ABORT: Try restarting. If that doesn't work, ask for help.
ABORT:
After deleting all files from previous runs and running the following command (tried giving memory to the other overlap and trimming jobs):
./canu-1.8/Linux-amd64/bin/canu -p moncler -d /ibers/ernie/scratch/ans74/ genomeSize=0.5g -nanopore-raw montcler_metagenomes/moncler_surface.fastq java="/cm/shared/apps/java/jdk1.8.0_40/bin/java" gridEngineThreadsOption="-pe multithread THREADS" gridEngineMemoryOption="-l h_vmem=MEMORY" merylMemory=10 merylThreads=1 cormhapMemory=10 cormhapThreads=1 mhapThreads=8 gridOptionsExecutive="-l h_vmem=30g" gridEngineArrayMaxJobs=5 gridOptions="-S /bin/bash" gridOptionscormhap="-l h_vmem=30g" gridOptionscns="-l h_vmem=30g" gridOptionscor="-l h_vmem=30g" gridOptionscorovl="-l h_vmem=30g" gridOptionsobtovl="-l h_vmem=30g" gridOptionsobtmhap="-l h_vmem=30g" gridOptionsobtmmap="-l h_vmem=30g" stopOnLowCoverage=2
Any ideas @brianwalenz @skoren ? Thanks again!
Update:
$ cat /ibers/ernie/scratch/ans74/trimming/1-overlapper/overlap.1.out
...
Running job 1 based on SGE_TASK_ID=1 and offset=0.
STRING_NUM_BITS 31
OFFSET_BITS 31
STRING_NUM_MASK 2147483647
OFFSET_MASK 2147483647
MAX_STRING_NUM 2147483647
Hash_Mask_Bits 24
bgnHashID 1
bgnHashID 104801
Max_Hash_Data_Len 320002960
Max_Hash_Load 0.800000
Kmer Length 22
Min Overlap Length 500
Max Error Rate 0.120000
Min Kmer Matches 0
Num_PThreads 8
sizeof(Hash_Bucket_t) 216
sizeof(Check_Vector_t) 4
sizeof(Hash_Frag_Info_t) 4
HASH_TABLE_SIZE 16777216
hash table size: 3456 MB
hash check array 64 MB
string info 0 MB
string start 0 MB
Initializing 8 work areas.
libgomp: Thread creation failed: Resource temporarily unavailable
Current command: ./canu-1.8/Linux-amd64/bin/canu -p moncler -d /ibers/ernie/scratch/ans74/ genomeSize=0.5g -nanopore-raw montcler_metagenomes/moncler_surface.fastq java="/cm/shared/apps/java/jdk1.8.0_40/bin/java" gridEngineThreadsOption="-pe multithread THREADS" gridEngineMemoryOption="-l h_vmem=MEMORY" merylMemory=10 merylThreads=1 cormhapMemory=10 cormhapThreads=1 mhapThreads=8 gridOptionsExecutive="-l h_vmem=30g" gridEngineArrayMaxJobs=5 gridOptions="-S /bin/bash" gridOptionscormhap="-l h_vmem=30g" gridOptionscns="-l h_vmem=30g" gridOptionscor="-l h_vmem=30g" gridOptionscorovl="-l h_vmem=30g" gridOptionsobtovl="-l h_vmem=30g" gridOptionsobtmhap="-l h_vmem=30g" gridOptionsobtmmap="-l h_vmem=30g" gridOptionsovb="-l h_vmem=40g" gridOptionsovs="-l h_vmem=30g" ovbThreads=1 ovbMemory=30 ovsThreads=1 ovsMemory=30 stopOnLowCoverage=2
You could be hitting system/admin imposed limits on the number of processes or threads per user (e.g., ulimit
). Googling the error suggests that it could also be a limit on the stack size.

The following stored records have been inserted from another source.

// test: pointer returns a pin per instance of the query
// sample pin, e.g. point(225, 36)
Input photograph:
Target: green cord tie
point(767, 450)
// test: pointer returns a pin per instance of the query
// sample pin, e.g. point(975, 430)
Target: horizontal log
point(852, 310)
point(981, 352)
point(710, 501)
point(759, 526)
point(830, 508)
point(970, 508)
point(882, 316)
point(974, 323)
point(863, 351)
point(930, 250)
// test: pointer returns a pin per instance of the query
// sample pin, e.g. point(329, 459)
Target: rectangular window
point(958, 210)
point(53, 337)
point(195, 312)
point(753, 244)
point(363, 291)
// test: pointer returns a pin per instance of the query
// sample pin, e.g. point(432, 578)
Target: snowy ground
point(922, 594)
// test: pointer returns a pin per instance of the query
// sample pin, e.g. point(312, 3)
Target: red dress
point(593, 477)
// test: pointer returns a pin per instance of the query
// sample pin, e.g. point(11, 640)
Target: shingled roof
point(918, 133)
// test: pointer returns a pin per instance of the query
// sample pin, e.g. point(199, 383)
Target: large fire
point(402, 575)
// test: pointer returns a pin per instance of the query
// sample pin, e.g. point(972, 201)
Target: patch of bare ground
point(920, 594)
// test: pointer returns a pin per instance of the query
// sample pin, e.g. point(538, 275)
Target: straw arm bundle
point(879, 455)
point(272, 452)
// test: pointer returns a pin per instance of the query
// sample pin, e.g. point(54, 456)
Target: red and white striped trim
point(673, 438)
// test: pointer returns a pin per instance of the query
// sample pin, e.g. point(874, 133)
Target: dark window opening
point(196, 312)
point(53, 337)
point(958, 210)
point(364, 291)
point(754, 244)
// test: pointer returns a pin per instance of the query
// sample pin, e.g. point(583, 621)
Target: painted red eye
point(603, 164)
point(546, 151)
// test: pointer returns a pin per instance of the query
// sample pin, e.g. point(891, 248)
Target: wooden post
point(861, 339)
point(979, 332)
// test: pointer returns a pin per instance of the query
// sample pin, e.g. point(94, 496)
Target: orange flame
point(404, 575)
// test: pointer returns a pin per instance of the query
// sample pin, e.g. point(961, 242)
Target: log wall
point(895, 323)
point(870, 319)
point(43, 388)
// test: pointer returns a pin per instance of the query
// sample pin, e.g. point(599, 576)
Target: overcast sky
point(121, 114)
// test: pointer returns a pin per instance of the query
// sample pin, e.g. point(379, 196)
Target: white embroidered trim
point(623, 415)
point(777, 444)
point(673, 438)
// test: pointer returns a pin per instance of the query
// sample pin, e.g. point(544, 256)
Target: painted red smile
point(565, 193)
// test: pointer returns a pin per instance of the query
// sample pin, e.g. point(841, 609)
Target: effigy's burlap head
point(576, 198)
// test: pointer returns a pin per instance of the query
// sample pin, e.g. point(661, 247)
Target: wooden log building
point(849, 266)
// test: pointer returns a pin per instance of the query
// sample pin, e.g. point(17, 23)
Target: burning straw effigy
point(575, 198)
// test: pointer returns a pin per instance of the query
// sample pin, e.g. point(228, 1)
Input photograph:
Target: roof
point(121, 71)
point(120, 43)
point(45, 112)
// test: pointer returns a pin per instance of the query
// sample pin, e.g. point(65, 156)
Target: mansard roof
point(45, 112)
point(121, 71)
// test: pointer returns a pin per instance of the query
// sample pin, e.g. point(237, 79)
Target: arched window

Edit overlap.sh to add something like this to the start (anywhere works, but there is 'space' left for you after paths are reported and environment variables are set).
echo "Before."
ulimit -a
ulimit -s
ulimit -u
echo "After."
ulimit -a
ulimit -a just reports the current limits. -s and -u try to increase the limit on stack size and number of processes, respectively.
Docs on ulimit: https://ss64.com/bash/ulimit.html
The program hasn't done any significant memory allocations yet, so I don't think that's the problem, but do check the submit commands just in case.
Hi there @brianwalenz , managed to get past this with:
./canu-1.8/Linux-amd64/bin/canu -p moncler -d /ibers/ernie/scratch/ans74/ \
genomeSize=0.5g stopOnLowCoverage=0 \
-nanopore-raw montcler_metagenomes/moncler_surface.fastq \
corMinCoverage=0 corOutCoverage=all corMhapSensitivity=high \
'correctedErrorRate=0.105' corMaxEvidenceCoverageLocal=10 corMaxEvidenceCoverageGlobal=10 oeaMemory=32 \
'redMemory=32' batMemory=200 \
java="/cm/shared/apps/java/jdk1.8.0_40/bin/java" \
gridEngineThreadsOption="-pe multithread THREADS" gridEngineMemoryOption="-l h_vmem=MEMORY" \
gridOptionsExecutive="-l h_vmem=30g" gridEngineArrayMaxJobs=5 gridOptions="-S /bin/bash" \
merylMemory=10 merylThreads=1 \
cormhapMemory=10 cormhapThreads=1 gridOptionscormhap="-l h_vmem=30g" \
mhapThreads=8 \
gridOptionscns="-l h_vmem=30g" \
gridOptionscor="-l h_vmem=30g" \
gridOptionscorovl="-l h_vmem=0.5g" corovlThreads=1 corovlMemory=0.5 \
gridOptionsobtovl="-l h_vmem=10g" obtovlThreads=1 obtovlMemory=10 \
gridOptionsutgovl="-l h_vmem=10g" utgovlThreads=1 utgovlMemory=10 \
gridOptionsobtmhap="-l h_vmem=30g" \
gridOptionsobtmmap="-l h_vmem=30g" \
gridOptionsovb="-l h_vmem=1g" ovbThreads=1 ovbMemory=1 \
gridOptionsovs="-l h_vmem=1g" ovsThreads=1 ovsMemory=1 \
gfaMemory=50g
I am now getting the following out of canu.out
though, without much explanation:
-- BEGIN ASSEMBLY
--
--
-- Graph alignment jobs failed, tried 2 times, giving up.
--
ABORT:
ABORT: Canu 1.8
ABORT: Don't panic, but a mostly harmless error occurred and Canu stopped.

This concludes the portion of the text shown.